Falkenberg, Bernhard
During the war, Bernhard Falkenberg was the overseer of the Wlodawa labor camp in eastern Poland. The Sobibor extermination camp was only a few kilometers away, and work in the drainage project conducted by Falkenberg was the only safeguard against deportation. To protect his workers from the sporadic roundups carried out by the local Gestapo under their chief Nitschke, he gathered them in a fenced-off labor camp and issued them with special work cards. Though he was officially allowed only 500 Jewish workers, the actual number of Jews staying in the camp far exceeded that number. Thus, many of them lacked official work permits. To protect them from being rounded up by the Gestapo, Falkenberg would warn them in advance of impending Aktionen. The “redundant” Jews could then hide in the bunker near Falkenberg’s house: a huge barn walled off all around by haystacks. In 1943, at the time of the final liquidation of the camp, Falkenberg bribed the Ukrainian policemen with drink in order to give the remaining camp inmates an opportunity to flee to the nearby woods and join the partisans there.
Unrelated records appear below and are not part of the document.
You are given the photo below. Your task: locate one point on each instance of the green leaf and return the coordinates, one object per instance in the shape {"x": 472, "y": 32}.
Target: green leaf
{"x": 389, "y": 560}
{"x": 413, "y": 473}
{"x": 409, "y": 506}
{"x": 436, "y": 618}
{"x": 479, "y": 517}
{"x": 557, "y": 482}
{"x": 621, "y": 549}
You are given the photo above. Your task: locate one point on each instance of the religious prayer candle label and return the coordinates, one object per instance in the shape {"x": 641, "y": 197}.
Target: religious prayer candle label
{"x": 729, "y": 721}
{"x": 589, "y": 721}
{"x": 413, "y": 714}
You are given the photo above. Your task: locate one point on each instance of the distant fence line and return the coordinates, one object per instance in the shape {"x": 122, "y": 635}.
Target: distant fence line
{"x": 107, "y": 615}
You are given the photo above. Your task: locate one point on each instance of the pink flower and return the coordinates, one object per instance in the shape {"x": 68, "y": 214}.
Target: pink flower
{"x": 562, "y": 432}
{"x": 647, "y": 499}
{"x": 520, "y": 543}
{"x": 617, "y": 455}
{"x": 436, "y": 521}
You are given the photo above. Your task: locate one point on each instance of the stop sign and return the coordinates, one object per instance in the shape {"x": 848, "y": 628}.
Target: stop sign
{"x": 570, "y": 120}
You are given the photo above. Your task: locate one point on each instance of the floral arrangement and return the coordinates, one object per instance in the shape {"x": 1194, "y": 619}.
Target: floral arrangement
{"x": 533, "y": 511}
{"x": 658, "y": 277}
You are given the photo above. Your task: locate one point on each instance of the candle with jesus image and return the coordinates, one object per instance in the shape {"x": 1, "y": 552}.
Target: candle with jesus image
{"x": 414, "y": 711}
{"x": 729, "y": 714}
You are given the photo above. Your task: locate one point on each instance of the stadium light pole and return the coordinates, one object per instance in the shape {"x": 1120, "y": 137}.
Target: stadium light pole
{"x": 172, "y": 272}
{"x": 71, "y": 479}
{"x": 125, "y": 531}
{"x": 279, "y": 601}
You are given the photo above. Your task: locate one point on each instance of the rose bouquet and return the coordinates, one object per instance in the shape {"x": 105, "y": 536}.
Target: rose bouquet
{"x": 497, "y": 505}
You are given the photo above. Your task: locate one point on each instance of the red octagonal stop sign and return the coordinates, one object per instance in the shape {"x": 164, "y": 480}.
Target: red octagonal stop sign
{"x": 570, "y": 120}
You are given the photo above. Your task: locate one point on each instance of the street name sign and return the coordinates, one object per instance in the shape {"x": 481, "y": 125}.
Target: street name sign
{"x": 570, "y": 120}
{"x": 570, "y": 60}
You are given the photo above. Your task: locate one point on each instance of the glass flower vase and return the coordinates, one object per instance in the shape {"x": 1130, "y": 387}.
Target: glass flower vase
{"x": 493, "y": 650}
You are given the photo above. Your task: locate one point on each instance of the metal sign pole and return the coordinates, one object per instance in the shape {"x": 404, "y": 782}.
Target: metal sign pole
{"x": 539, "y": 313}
A German by the name of Selinger, the commandant of the labor camp at nearby Adampol, denounced him to the Gestapo for providing food to the partisans and hiding Jews in his house. Falkenberg, who strongly denied the charges, was subsequently incarcerated in the infamous concentration camp of Mauthausen until its liberation by the Allies.
On October 7, 1969, Yad Vashem recognized Bernhard Falkenberg as Righteous Among the Nations.